Key Terminology — Foundations

• Population – entire group of people/objects you wish to study.
• Sample – subset chosen from the population for data collection.
• Sampling frame – list that enumerates every member of the target population.
• Simple random sample – every member has an equal probability of selection; requires a true sampling frame (common student misconception).
• Population parameter – unknown true value you wish to estimate (e.g., mean BP, prevalence).
• Descriptive statistics – summarise the sample (means, proportions).
• Inferential statistics – use the sample to infer about the population (hypothesis tests, confidence intervals).
• Variable – measurable characteristic that varies (height, pain score).
  • Independent variable / Exposure – presumed cause or determinant.
  • Dependent variable / Outcome – presumed effect.
  • Extraneous variable – controllable factor that could influence results.
  • Confounding variable – uncontrolled factor linked to both exposure and outcome.
  • Demographic variables – age, sex, education, etc.
• Sampling variation – natural fluctuation of estimates across different samples.
• Sampling error – difference between a sample estimate and the true population value, unavoidable because we rarely study whole populations.

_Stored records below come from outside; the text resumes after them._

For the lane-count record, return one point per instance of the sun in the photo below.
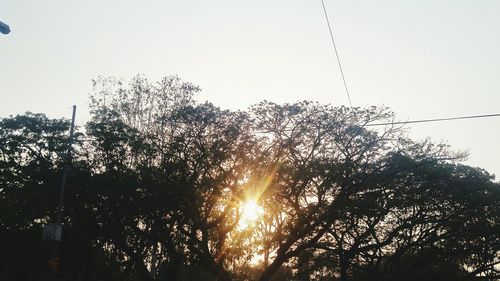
(250, 212)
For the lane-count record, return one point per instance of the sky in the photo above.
(422, 59)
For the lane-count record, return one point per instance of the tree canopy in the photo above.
(165, 188)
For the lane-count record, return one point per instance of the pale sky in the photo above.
(423, 59)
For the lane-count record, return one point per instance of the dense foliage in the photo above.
(157, 181)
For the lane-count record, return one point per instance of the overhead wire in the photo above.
(435, 120)
(336, 53)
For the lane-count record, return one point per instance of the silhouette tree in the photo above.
(159, 182)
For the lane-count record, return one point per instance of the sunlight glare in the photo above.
(250, 213)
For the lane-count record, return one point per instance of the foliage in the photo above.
(158, 181)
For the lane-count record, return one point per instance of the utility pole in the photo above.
(53, 231)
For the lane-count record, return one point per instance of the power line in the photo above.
(336, 52)
(435, 120)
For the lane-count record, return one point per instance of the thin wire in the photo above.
(336, 52)
(435, 120)
(417, 121)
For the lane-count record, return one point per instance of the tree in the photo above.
(160, 183)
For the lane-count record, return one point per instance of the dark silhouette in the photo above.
(158, 181)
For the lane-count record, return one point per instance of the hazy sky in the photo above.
(423, 59)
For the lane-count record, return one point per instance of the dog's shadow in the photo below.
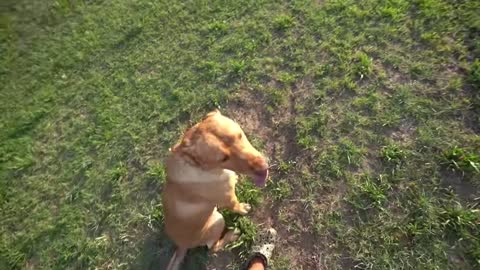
(157, 251)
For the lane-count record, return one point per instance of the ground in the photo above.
(369, 112)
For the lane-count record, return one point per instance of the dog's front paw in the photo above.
(244, 208)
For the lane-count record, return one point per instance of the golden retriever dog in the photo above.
(201, 176)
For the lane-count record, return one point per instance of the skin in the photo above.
(201, 177)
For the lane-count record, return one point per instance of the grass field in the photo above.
(369, 112)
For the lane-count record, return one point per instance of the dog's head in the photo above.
(217, 142)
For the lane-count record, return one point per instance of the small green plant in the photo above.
(393, 153)
(363, 64)
(349, 152)
(281, 189)
(283, 22)
(462, 159)
(474, 75)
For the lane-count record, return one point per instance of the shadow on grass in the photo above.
(158, 249)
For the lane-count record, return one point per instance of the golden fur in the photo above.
(201, 177)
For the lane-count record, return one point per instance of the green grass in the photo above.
(368, 110)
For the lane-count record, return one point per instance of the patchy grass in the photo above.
(368, 111)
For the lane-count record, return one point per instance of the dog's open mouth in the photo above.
(260, 178)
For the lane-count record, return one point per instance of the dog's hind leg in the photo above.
(215, 241)
(177, 259)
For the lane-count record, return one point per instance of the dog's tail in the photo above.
(177, 259)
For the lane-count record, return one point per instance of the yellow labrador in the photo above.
(201, 176)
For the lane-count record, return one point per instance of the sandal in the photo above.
(263, 247)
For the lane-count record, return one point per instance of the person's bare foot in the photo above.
(263, 247)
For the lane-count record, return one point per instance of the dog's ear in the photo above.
(186, 139)
(203, 149)
(212, 113)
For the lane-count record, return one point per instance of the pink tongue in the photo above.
(261, 179)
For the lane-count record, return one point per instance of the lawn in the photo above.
(369, 112)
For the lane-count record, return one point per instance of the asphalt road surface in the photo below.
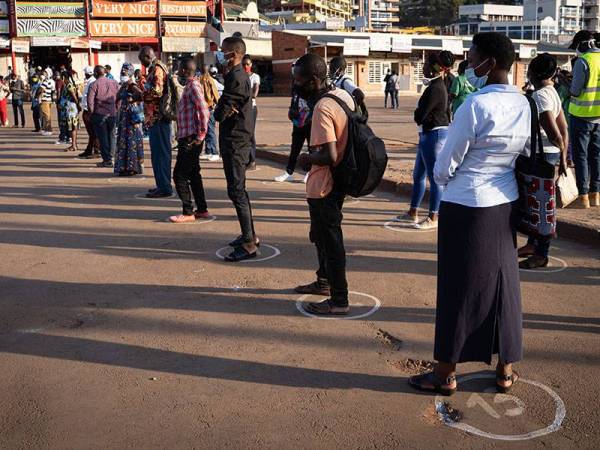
(120, 330)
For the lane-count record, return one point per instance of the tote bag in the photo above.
(536, 209)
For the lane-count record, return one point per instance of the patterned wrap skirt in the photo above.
(478, 312)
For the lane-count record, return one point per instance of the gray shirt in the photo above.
(581, 75)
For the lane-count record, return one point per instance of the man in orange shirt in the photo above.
(328, 139)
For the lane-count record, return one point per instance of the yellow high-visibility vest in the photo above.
(587, 104)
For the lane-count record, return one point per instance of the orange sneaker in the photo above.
(182, 219)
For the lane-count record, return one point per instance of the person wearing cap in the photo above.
(93, 147)
(584, 110)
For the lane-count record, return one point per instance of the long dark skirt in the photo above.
(478, 311)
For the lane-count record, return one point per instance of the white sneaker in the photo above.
(284, 177)
(407, 218)
(427, 224)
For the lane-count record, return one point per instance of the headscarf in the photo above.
(128, 69)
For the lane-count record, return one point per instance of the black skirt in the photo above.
(478, 311)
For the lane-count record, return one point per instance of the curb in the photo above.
(573, 231)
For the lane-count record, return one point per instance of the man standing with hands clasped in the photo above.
(234, 113)
(192, 125)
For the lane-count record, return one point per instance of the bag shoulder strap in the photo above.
(342, 104)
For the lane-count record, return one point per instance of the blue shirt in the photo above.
(476, 166)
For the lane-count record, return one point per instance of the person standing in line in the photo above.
(299, 114)
(555, 139)
(460, 88)
(329, 136)
(129, 157)
(36, 93)
(17, 89)
(159, 128)
(432, 119)
(4, 93)
(337, 74)
(584, 110)
(386, 90)
(69, 102)
(102, 99)
(478, 311)
(48, 90)
(234, 113)
(211, 95)
(392, 86)
(192, 126)
(107, 70)
(93, 147)
(255, 86)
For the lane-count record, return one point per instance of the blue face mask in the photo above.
(476, 81)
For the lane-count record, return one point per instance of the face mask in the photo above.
(476, 81)
(304, 91)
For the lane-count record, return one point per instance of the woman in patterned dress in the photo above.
(130, 147)
(69, 107)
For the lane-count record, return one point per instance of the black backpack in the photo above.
(362, 167)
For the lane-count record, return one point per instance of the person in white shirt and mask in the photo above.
(478, 311)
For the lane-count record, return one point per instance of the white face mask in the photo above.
(476, 81)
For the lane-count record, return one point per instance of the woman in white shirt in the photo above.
(555, 138)
(478, 311)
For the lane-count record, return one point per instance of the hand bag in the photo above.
(536, 209)
(566, 189)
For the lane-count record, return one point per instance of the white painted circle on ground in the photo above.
(126, 180)
(393, 225)
(376, 306)
(276, 252)
(555, 265)
(559, 416)
(195, 222)
(143, 197)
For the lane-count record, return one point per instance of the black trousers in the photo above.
(299, 136)
(186, 176)
(37, 117)
(235, 162)
(326, 233)
(18, 110)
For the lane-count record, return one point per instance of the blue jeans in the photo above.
(211, 136)
(160, 148)
(585, 139)
(542, 244)
(104, 127)
(430, 144)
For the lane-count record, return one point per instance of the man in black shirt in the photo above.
(234, 113)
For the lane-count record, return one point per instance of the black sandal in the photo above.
(513, 378)
(436, 382)
(240, 254)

Data Types & Measurement Scales

• Two overarching data families
  1. Categorical (Qualitative)
  2. Continuous (Quantitative)
• SPSS groups interval + ratio together under “Scale”.

1 – Categorical Data

• Individuals are placed into categories.
• Sub-classes:
  • Nominal (names only, no intrinsic order)
  • If only two categories ⇒ Binary Nominal (e.g., yes/no, male/female).
  • Ordinal (ordered / ranked categories, but unequal intervals)
  • E.g., disease severity: mild → moderate → severe.

2 – Continuous Data

• Numeric, measurable, inherent order, theoretically infinite precision.
• Sub-classes:
  • Interval – equal units; no true zero (e.g., temperature $^\circ\text{C}$, IQ).
  • Ratio – equal units with an absolute zero (e.g., weight, height, Kelvin, exam mark if no negative scores).

Why Scales Matter

• They determine:
  • Suitable descriptive measures (mean/SD vs median/IQR vs counts/percent).
  • Appropriate graphs (histogram, box-plot, bar chart, pie chart).
  • Valid inferential tests (e.g., $\chi^2$ for nominal vs $t$-test/ANOVA for normal-scale data).
• Incorrect test choice ⇒ no marks in assessments (“No output, no mark” rule).

Resources & Support

• Weekly Collaborate drop-in sessions commence Week 2.
• Discussion boards open for asynchronous questions.
• Core textbooks / articles (full list in Blackboard).
• SPSS installed on campus machines; instructions supplied in lab sheets.

Final Reminders

• Keep up with weekly content—small, regular practice beats cramming.
• Watch orientation + week 1 videos, then attempt Quiz 1.
• Bring questions to tutorials, labs, and Collaborate; clarity early will save assessment stress later.
• Best wishes for a productive semester!